A meek reference to the rules-based international order must suffice, as must a nod to Germany’s reliable European instincts, in the very last sentence. The rest is soul-searching—and soul-searching that has a tendency to smack of condescension, as when Steinmeier portrays Germany as the “reflective power,” as if others don’t do deep thinking.

There is almost more talk about the United States than about Germany, and the Iraq War looms large in the whole text. This obsession does not come as a surprise. Germany’s government, when the war started in 2003, had the right instinct. Many others, like me, were wrong. And even though German opposition to the invasion back then had nothing to do with strategy, it is now very convenient to bask in the glory of the moment when Germany’s moralistic view, for once, overlapped with what would have been strategic wisdom.

From that obsession with Iraq stems Steinmeier’s biggest mistake in the text. He reduces military engagement to intervention. But the problem with Germany’s restraint on military affairs has very little these days to do with its reluctance to deploy to the far corners of the planet. It has a lot more to do with Germany’s role in reassurance and deterrence on NATO territory.

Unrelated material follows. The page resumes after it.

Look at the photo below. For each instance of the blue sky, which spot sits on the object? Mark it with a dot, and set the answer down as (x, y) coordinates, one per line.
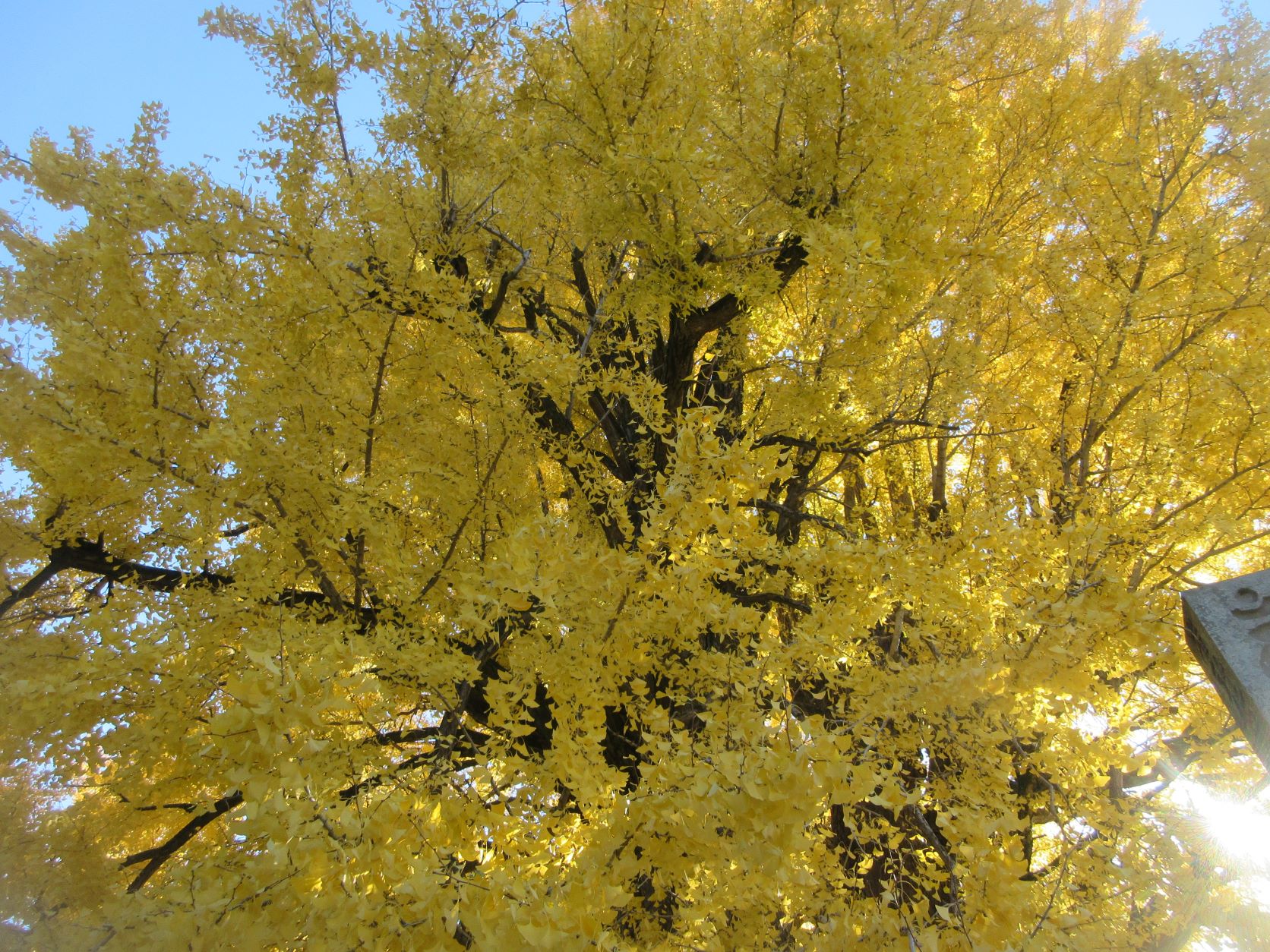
(87, 62)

Germany’s military continues to be starkly underfunded, despite a slight increase in spending. Germany forces NATO to call an alliance exercise a Polish exercise because it fears that Russia could be provoked, when in reality the provocations are Russian. Steinmeier equates the very moderate response to Russia’s continued intrusions and aggressions on NATO’s Eastern flank with “saber rattling and war mongering,” sending shock waves through NATO (and the German Chancellery, too). He embraces a version of Ostpolitik that never mentions the fact that Germany’s previous Eastern détente was built on massive military strength, not just good intentions. No wonder Germany’s reliability as an ally is questioned.

Germany’s attitude toward the use of force remains the litmus test of its foreign policy maturity, no matter how tired the Berlin elites are of hearing this argument. In the end, Steinmeier’s efforts only highlight the size of the problem. His tragedy is that he wants the right thing but avoids calling a spade a spade. But truth avoidance will neither heal the wounds nor produce good policy. It never helps the patient in therapy. Most importantly, it won’t keep Europe and Germany safe at a time when that security is more brittle than at any moment in the last quarter century.